The incomparable Janet Baker dominates this performance of Gluck's opera, recorded at the Royal Opera House, Covent Garden in December 1981.
One of a trio of roles with which she gave up stage-work – the others were Donizetti's Maria Stuarda and Gluck's Orfeo - it saw this great artist at the height of her powers and on immaculate form.
Euripides' Alcestis is one of the strangest of all Greek plays, combining as it does near-tragedy with elements of the satyr plays that more normally accompanied tragedies as separate pieces. In the middle of the play, Hercules turns up and, drunkenly thumping around, boasts of his heroic deeds like the country bumpkin in a Restoration comedy.

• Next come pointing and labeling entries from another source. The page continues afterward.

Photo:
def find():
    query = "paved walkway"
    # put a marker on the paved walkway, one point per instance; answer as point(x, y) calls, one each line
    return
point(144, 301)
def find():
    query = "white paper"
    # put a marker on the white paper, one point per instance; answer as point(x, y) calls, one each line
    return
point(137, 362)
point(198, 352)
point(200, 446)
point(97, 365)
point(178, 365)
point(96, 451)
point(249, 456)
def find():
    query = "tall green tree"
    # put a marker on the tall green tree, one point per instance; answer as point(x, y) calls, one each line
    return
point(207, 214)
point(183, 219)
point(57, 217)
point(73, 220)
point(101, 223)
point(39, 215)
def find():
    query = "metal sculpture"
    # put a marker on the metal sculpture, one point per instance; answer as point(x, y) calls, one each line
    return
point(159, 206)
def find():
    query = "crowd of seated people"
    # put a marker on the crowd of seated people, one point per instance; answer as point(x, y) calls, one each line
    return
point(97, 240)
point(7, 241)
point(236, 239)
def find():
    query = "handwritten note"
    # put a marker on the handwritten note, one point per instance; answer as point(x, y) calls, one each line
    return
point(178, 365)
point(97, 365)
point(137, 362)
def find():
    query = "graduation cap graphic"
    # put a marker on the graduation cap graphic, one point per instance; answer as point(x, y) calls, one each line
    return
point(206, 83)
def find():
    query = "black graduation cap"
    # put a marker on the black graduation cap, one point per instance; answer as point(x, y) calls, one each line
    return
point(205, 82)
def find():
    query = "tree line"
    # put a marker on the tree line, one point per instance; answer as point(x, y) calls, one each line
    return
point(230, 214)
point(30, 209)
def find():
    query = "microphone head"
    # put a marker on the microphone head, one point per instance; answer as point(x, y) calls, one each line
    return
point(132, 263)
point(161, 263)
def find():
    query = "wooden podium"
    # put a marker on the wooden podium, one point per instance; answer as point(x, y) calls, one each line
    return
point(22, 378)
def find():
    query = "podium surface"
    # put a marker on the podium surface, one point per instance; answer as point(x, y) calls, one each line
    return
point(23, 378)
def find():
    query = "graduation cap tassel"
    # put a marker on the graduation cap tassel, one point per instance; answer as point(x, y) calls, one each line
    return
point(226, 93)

Gluck received the storyline via a contemporary source and he takes a much more demure approach. Hercules appears but as a sedate and noble character. All is stately, solemn and played within straight classical lines.
Like Gluck's other great masterpiece Orfeo ed Euridice, the plot involves a woman rescued from Hades, this time with more permanent results. The queen Alceste offers herself as a sacrifice to the gods in order to save her husband's life. Such devotion is rewarded by a king who is prepared to go to the gates of Hell to bring her back, although it's actually the hero Hercules who achieves the rescue.
Charles Mackerras conducts the Royal Opera Orchestra with great beauty and firm control, the exquisite, sometimes extended, dance sequences providing uplift from the otherwise sober material. Baker is superlative as Alceste but she's not alone and a cast of Royal Opera regulars of the time provide excellent support.
As the king Admetus, Robert Tear is on top form and John Shirley-Quirk, the great baritone who like Tear was a Britten favourite, is commanding as The High Priest. Jonathan Summers is a striking Hercule.
As Janet Baker never recorded this opera commercially, this CD set is of inestimable value for anyone wanting to hear her assumption of the role.